Other integration options are possible (e.g. integrating Codex as-a-Cache that is checked first before queries are passed to the RAG system). Contact us to learn more: support@cleanlab.ai
Codex as a Tool
Codex is integrated as one the possible tools your LLM can utilize. Many LLMs and RAG applications support Tool Calling. The basic idea of the Codex as-a-Tool integration option is to allow your RAG app to ‘ask for help’ when it is unsure how to answer a user query. This integration option is thus best for fixing IDK responses and knowledge gaps in your RAG app.
The best way to integrate Codex as-a-Tool can depend on your RAG architecture. Consider which RAG Architecture below is most relevant for you.
What are Tool Calls?
Tool Calling (a.k.a. Function Calling) makes LLMs more powerful by allowing the model access external APIs like databases, calculators, or the internet. Adding tool calls enables broader workflows. Instead of training the model to handle everything, let it delegate specific tasks to tools. For example, call a weather API instead of asking the model to guess.
Advantages of Tool Calling include:
- Accuracy: Let tools handle tasks they’re specialized for, while the LLM focuses on reasoning and language tasks.
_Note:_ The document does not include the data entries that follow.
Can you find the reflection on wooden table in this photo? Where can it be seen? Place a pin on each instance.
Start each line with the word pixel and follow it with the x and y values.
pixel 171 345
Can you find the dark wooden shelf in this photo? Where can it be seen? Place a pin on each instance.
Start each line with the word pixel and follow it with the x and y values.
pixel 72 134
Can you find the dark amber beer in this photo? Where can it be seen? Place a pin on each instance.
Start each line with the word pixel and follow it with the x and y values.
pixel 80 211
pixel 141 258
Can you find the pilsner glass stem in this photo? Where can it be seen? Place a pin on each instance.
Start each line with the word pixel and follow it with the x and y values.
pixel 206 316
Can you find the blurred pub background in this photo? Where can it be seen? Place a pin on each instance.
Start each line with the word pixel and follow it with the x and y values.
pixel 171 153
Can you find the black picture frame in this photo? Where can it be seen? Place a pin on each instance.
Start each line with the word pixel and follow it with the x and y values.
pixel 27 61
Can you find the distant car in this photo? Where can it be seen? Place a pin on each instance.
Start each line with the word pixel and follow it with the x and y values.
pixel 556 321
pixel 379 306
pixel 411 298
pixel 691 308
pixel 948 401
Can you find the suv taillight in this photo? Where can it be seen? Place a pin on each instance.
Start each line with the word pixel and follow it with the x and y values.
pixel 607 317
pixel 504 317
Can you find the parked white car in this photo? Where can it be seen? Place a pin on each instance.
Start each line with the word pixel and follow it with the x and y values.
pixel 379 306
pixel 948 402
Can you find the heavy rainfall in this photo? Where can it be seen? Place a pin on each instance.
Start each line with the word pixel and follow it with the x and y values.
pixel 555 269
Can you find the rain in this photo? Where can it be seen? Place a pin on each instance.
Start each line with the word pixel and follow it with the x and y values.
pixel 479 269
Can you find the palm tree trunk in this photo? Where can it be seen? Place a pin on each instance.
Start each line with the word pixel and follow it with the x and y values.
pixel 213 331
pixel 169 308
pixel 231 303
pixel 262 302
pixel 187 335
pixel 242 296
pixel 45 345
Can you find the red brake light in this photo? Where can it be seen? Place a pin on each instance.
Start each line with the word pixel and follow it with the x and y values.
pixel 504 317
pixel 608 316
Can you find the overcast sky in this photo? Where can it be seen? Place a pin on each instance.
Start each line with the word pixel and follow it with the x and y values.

- Composability: Its easier to add or update tools than retraining the entire model.
RAG Architectures - Retrieval first (classic RAG)
In classical RAG (such as LlamaIndex), the retrieval step always happens before tool calling. When a user query is asked: the RAG system retrieves relevant context from its Knowledge Base, and then provides the query + context to an LLM. When generating a response for the user, this LLM can choose to make Tool Calls.
For a Codex as-a-Tool integration with such a RAG Architecture: we can guarantee the system has considered the available knowledge to make an informed response, before it decides to consult Codex for answers. This ensures that all Questions appearing in Codex are those for which the LLM did not think it could produce a good answer. The overall architecture with Codex integrated looks like this:
RAG Architectures - Retrieval as a tool (agentic RAG)
In agentic RAG (such as OpenAI Assistants), retrieval is considered as a tool itself. When a user query is asked: the RAG system decides whether to respond directly, run retrieval to search its Knowledge Base, or call other tools.
For a Codex as-a-Tool integration with such a RAG Architecture: the LLM must decide between performing retrieval or consulting Codex when it does not know the answer. If you allow the LLM to consult Codex without first having performed retrieval, then Codex will be full of Questions that could’ve been answered by your Knowledge Base. To avoid this, modify your system prompt to instruct the Agent to always call the retrieval tool first and then Codex afterward if the answer is still unclear.
The overall agentic RAG architecture with Codex integrated looks like this:
Codex as a Backup
When integrating Codex as-a-Tool, it can be nontrivial to control when Codex is called. Using a Codex as-a-Backup integration, you can control this programmatically.
In this integration, you first produce the response your RAG app would return to the user (without Codex). Then we assess whether this response is problematic via real-time Eval methods provided in Codex. If the response is detected to be problematic, then we consult Codex to see if it has an answer to the user’s query. If Codex is able to answer, we give the user this answer instead of the original RAG response.
The overall architecture of a Codex as-a-Backup integration looks like this:
The Codex API provides methods to automatically detect RAG responses which are: untrustworthy (potentially incorrect), or unhelpful (such as saying ‘I don’t know’).